David (dmg) got this discussion started with a post by Horwitz. This is my third participation in the thread.



Until the recent discussion about Say's Law of Markets I did not really understand "demand." I suspect that there might be some other people who have the same problem so I will comment on my latest interpretation of "demand" as used in economics.

Demand implies a certain power that obliges the other party to give or supply. If you just "ask" for something, the giving party has the power to decide to give or not to give. On the other hand, if you "demand," that has implicit within it your ability to compel the other party into giving what is asked.

Lets look at the transaction of a bird eating fruit. The bird flies up to the tree and takes the fruit. The tree is helpless so the bird is in fact demanding the fruit and the tree is supplying the fruit. That's the bird's eye view of the transaction. But let's look at it from the tree's eye view. The tree is thinking along these lines: "I don't particularly like this neighborhood and I certainly don't want my children to grow up here. But I'm stuck, literally rooted to the ground. OK, I can't move, so how can I get my children to grow up elsewhere?" Then a fact and a brilliant idea hit the tree: "Birds fly! I'll wrap by children in a hard, safe cocoon, and wrap the cocoon in sweet meat that birds love to eat. Then a bird will come and take the 'fruit' -- isn't that a lovely name for the carriage I'm building? -- and drop my kids, hopefully, in a better neighborhood." Now you can interpret the transaction differently. The tree is demanding transport for his kids from the bird and is willing and able to pay for the fare with sweet meat. And most important, notice that the whole thing started with the tree producing a supply of "sweet meat." No amount of "demanding" by the bird would ever have produced "sweet meat" and the bird would have been forced to continue eating defenseless worms.

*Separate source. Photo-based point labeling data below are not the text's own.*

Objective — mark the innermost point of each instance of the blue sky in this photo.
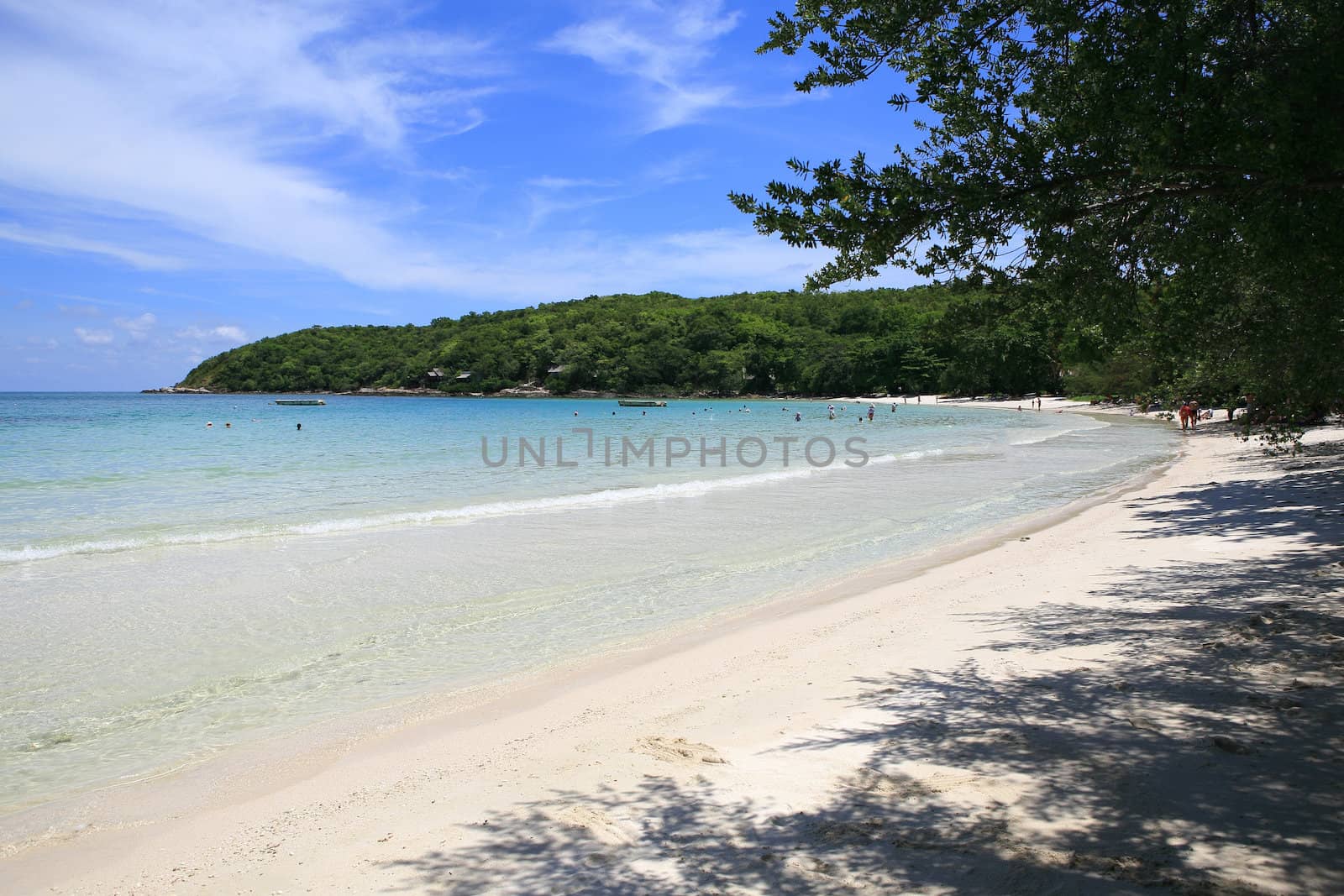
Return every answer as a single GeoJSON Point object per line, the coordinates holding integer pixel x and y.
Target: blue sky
{"type": "Point", "coordinates": [178, 179]}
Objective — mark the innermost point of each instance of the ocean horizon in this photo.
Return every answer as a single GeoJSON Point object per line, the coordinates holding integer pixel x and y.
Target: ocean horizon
{"type": "Point", "coordinates": [186, 573]}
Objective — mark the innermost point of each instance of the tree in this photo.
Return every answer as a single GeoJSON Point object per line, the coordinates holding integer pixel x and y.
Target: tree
{"type": "Point", "coordinates": [1097, 149]}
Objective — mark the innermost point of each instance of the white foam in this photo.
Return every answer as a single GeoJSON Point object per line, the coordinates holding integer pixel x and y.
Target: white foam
{"type": "Point", "coordinates": [605, 497]}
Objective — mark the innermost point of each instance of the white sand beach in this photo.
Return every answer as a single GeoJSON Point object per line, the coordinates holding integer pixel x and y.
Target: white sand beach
{"type": "Point", "coordinates": [1146, 692]}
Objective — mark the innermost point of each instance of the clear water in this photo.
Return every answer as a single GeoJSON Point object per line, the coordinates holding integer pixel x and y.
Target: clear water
{"type": "Point", "coordinates": [170, 589]}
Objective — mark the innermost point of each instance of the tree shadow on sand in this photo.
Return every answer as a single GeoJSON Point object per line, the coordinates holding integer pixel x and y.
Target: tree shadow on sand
{"type": "Point", "coordinates": [1209, 739]}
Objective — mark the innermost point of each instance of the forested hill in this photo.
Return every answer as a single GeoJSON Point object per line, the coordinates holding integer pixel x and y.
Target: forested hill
{"type": "Point", "coordinates": [799, 343]}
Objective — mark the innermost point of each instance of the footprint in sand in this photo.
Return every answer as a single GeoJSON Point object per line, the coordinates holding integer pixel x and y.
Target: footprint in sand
{"type": "Point", "coordinates": [601, 826]}
{"type": "Point", "coordinates": [679, 750]}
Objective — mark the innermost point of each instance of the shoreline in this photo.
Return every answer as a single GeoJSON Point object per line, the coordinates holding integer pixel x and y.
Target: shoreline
{"type": "Point", "coordinates": [145, 799]}
{"type": "Point", "coordinates": [741, 688]}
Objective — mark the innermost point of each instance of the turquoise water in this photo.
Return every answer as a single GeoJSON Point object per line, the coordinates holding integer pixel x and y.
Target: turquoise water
{"type": "Point", "coordinates": [172, 587]}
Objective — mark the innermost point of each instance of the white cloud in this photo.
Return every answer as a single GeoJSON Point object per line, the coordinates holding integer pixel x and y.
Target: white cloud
{"type": "Point", "coordinates": [226, 333]}
{"type": "Point", "coordinates": [663, 47]}
{"type": "Point", "coordinates": [93, 336]}
{"type": "Point", "coordinates": [138, 327]}
{"type": "Point", "coordinates": [66, 242]}
{"type": "Point", "coordinates": [194, 114]}
{"type": "Point", "coordinates": [230, 333]}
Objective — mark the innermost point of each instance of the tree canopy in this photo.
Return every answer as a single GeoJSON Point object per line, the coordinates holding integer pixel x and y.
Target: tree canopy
{"type": "Point", "coordinates": [1168, 175]}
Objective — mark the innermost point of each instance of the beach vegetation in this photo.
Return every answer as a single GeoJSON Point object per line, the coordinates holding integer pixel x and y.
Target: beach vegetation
{"type": "Point", "coordinates": [1166, 177]}
{"type": "Point", "coordinates": [842, 343]}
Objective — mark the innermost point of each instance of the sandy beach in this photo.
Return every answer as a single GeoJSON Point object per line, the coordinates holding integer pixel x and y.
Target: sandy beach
{"type": "Point", "coordinates": [1142, 692]}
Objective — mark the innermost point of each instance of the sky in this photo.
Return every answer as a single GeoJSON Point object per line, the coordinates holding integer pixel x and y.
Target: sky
{"type": "Point", "coordinates": [179, 179]}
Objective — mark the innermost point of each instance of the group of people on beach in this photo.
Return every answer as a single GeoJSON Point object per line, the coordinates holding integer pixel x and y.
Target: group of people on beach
{"type": "Point", "coordinates": [1189, 416]}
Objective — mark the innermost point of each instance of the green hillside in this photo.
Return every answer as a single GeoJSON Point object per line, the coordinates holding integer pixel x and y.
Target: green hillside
{"type": "Point", "coordinates": [860, 342]}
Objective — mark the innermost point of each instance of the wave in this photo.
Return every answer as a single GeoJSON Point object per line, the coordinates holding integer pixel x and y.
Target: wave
{"type": "Point", "coordinates": [467, 513]}
{"type": "Point", "coordinates": [1054, 434]}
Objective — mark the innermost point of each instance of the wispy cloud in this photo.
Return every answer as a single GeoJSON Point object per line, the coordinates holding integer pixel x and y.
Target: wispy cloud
{"type": "Point", "coordinates": [93, 336]}
{"type": "Point", "coordinates": [663, 49]}
{"type": "Point", "coordinates": [206, 118]}
{"type": "Point", "coordinates": [138, 327]}
{"type": "Point", "coordinates": [226, 333]}
{"type": "Point", "coordinates": [66, 242]}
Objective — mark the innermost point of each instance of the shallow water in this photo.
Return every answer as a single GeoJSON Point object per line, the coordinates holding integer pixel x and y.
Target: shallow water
{"type": "Point", "coordinates": [170, 589]}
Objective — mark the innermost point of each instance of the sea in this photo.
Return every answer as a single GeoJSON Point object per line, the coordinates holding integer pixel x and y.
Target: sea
{"type": "Point", "coordinates": [183, 574]}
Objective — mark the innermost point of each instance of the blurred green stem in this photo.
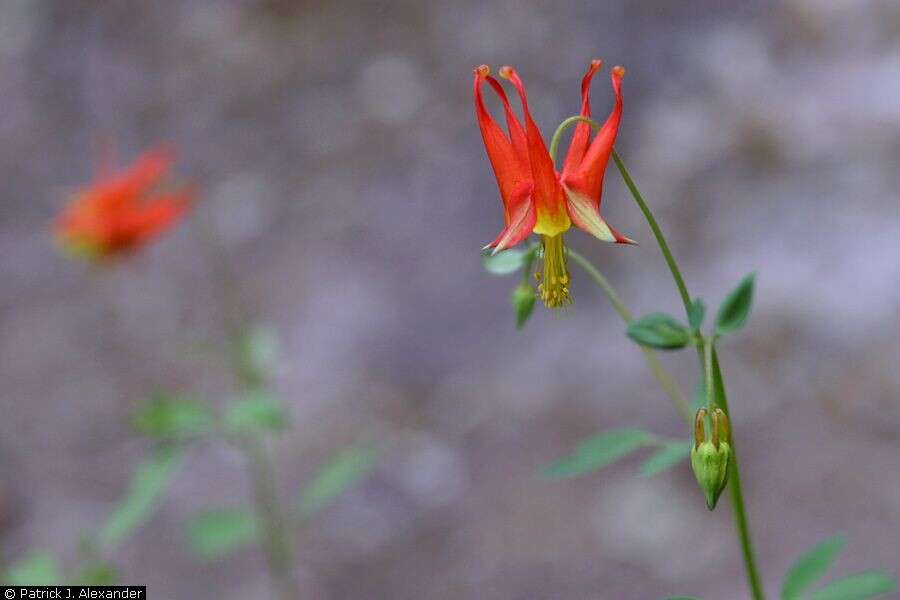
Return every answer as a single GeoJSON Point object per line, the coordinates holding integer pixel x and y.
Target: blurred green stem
{"type": "Point", "coordinates": [277, 545]}
{"type": "Point", "coordinates": [737, 497]}
{"type": "Point", "coordinates": [665, 380]}
{"type": "Point", "coordinates": [275, 523]}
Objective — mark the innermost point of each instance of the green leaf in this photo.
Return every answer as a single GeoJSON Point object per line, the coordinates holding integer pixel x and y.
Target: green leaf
{"type": "Point", "coordinates": [867, 584]}
{"type": "Point", "coordinates": [334, 477]}
{"type": "Point", "coordinates": [504, 263]}
{"type": "Point", "coordinates": [215, 533]}
{"type": "Point", "coordinates": [666, 457]}
{"type": "Point", "coordinates": [523, 298]}
{"type": "Point", "coordinates": [659, 330]}
{"type": "Point", "coordinates": [260, 353]}
{"type": "Point", "coordinates": [736, 307]}
{"type": "Point", "coordinates": [256, 412]}
{"type": "Point", "coordinates": [173, 417]}
{"type": "Point", "coordinates": [598, 451]}
{"type": "Point", "coordinates": [38, 568]}
{"type": "Point", "coordinates": [810, 567]}
{"type": "Point", "coordinates": [148, 483]}
{"type": "Point", "coordinates": [98, 573]}
{"type": "Point", "coordinates": [696, 314]}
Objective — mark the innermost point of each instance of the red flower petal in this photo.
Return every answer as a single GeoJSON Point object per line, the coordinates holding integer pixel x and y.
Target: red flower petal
{"type": "Point", "coordinates": [582, 134]}
{"type": "Point", "coordinates": [508, 156]}
{"type": "Point", "coordinates": [548, 196]}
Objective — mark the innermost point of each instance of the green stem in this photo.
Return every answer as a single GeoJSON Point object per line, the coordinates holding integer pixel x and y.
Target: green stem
{"type": "Point", "coordinates": [665, 381]}
{"type": "Point", "coordinates": [554, 141]}
{"type": "Point", "coordinates": [737, 497]}
{"type": "Point", "coordinates": [276, 544]}
{"type": "Point", "coordinates": [657, 233]}
{"type": "Point", "coordinates": [707, 374]}
{"type": "Point", "coordinates": [275, 523]}
{"type": "Point", "coordinates": [651, 220]}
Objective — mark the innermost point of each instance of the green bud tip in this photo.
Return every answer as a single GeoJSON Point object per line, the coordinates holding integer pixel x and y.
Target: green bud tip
{"type": "Point", "coordinates": [709, 458]}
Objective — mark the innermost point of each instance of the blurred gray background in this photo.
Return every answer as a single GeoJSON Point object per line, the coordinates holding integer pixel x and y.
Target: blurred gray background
{"type": "Point", "coordinates": [336, 150]}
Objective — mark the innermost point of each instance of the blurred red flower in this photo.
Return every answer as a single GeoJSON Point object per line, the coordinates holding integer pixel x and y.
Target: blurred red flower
{"type": "Point", "coordinates": [536, 197]}
{"type": "Point", "coordinates": [120, 213]}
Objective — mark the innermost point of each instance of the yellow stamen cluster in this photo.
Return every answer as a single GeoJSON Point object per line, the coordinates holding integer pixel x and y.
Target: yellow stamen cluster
{"type": "Point", "coordinates": [554, 289]}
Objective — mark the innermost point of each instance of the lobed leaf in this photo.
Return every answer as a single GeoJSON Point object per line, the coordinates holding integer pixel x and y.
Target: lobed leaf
{"type": "Point", "coordinates": [334, 477]}
{"type": "Point", "coordinates": [147, 485]}
{"type": "Point", "coordinates": [696, 314]}
{"type": "Point", "coordinates": [173, 417]}
{"type": "Point", "coordinates": [255, 413]}
{"type": "Point", "coordinates": [666, 457]}
{"type": "Point", "coordinates": [659, 330]}
{"type": "Point", "coordinates": [810, 567]}
{"type": "Point", "coordinates": [504, 263]}
{"type": "Point", "coordinates": [38, 568]}
{"type": "Point", "coordinates": [867, 584]}
{"type": "Point", "coordinates": [218, 532]}
{"type": "Point", "coordinates": [735, 309]}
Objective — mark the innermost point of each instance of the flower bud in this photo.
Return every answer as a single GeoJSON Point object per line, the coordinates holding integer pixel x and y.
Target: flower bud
{"type": "Point", "coordinates": [709, 458]}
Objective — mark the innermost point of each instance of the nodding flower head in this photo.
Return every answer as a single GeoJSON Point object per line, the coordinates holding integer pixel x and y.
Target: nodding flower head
{"type": "Point", "coordinates": [709, 458]}
{"type": "Point", "coordinates": [122, 212]}
{"type": "Point", "coordinates": [538, 198]}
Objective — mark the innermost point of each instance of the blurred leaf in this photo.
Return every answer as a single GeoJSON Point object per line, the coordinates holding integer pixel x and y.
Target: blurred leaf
{"type": "Point", "coordinates": [867, 584]}
{"type": "Point", "coordinates": [736, 307]}
{"type": "Point", "coordinates": [98, 573]}
{"type": "Point", "coordinates": [504, 263]}
{"type": "Point", "coordinates": [38, 568]}
{"type": "Point", "coordinates": [342, 471]}
{"type": "Point", "coordinates": [260, 353]}
{"type": "Point", "coordinates": [148, 482]}
{"type": "Point", "coordinates": [173, 417]}
{"type": "Point", "coordinates": [666, 457]}
{"type": "Point", "coordinates": [598, 451]}
{"type": "Point", "coordinates": [215, 533]}
{"type": "Point", "coordinates": [254, 413]}
{"type": "Point", "coordinates": [697, 313]}
{"type": "Point", "coordinates": [659, 330]}
{"type": "Point", "coordinates": [523, 298]}
{"type": "Point", "coordinates": [810, 567]}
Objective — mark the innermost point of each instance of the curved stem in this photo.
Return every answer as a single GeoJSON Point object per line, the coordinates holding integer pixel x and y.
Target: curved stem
{"type": "Point", "coordinates": [737, 497]}
{"type": "Point", "coordinates": [657, 232]}
{"type": "Point", "coordinates": [665, 380]}
{"type": "Point", "coordinates": [707, 375]}
{"type": "Point", "coordinates": [554, 141]}
{"type": "Point", "coordinates": [737, 494]}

The dictionary defines economic "demand" as: "the desire for a commodity together with the ability to pay for it; also, the amount people are ready and able to buy at a certain price (emphasis mine)." If you have the "desire" but not "the ability to pay for it," what you have is a "want."

Quite clearly the bird and the tree parable is a one to one relationship of supply and demand. Say is talking about the general case when he says; "Supply creates its own demand." What he is really saying is that supply creates the wherewithal to pay for a want and "want" plus "the ability to pay for it" becomes "demand." The important fact to realize here is that supply starts the virtuous market cycle. When demand starts things, it's highly likely that the cycle will be vicious war.

Liberals and Keynesians, looking at the virtuous market cycle, decide that by adding some "ability to pay for it" they can improve the market cycle. The "ability to pay for it" that does not come from production, from "supply," can only be created in one of two ways: You can print more money and give it away or you can redistribute wealth by taxation and welfare payments.

It is fairly clear to most people today that printing money leads to inflation and not to extra production of goods. The same goods just fetch more money until equilibrium is reinstated.

Redistribution of wealth can work up to a certain point. Beyond that, the producers stop playing sucker. They quit just like they went on strike in Ayn Rand's "Atlas Shrugged." If you want a more modern version, just like predicted by the Laffer curve.

I think I now understand "demand."

Denny
"Demand creates queues.  Supply gets rid of them."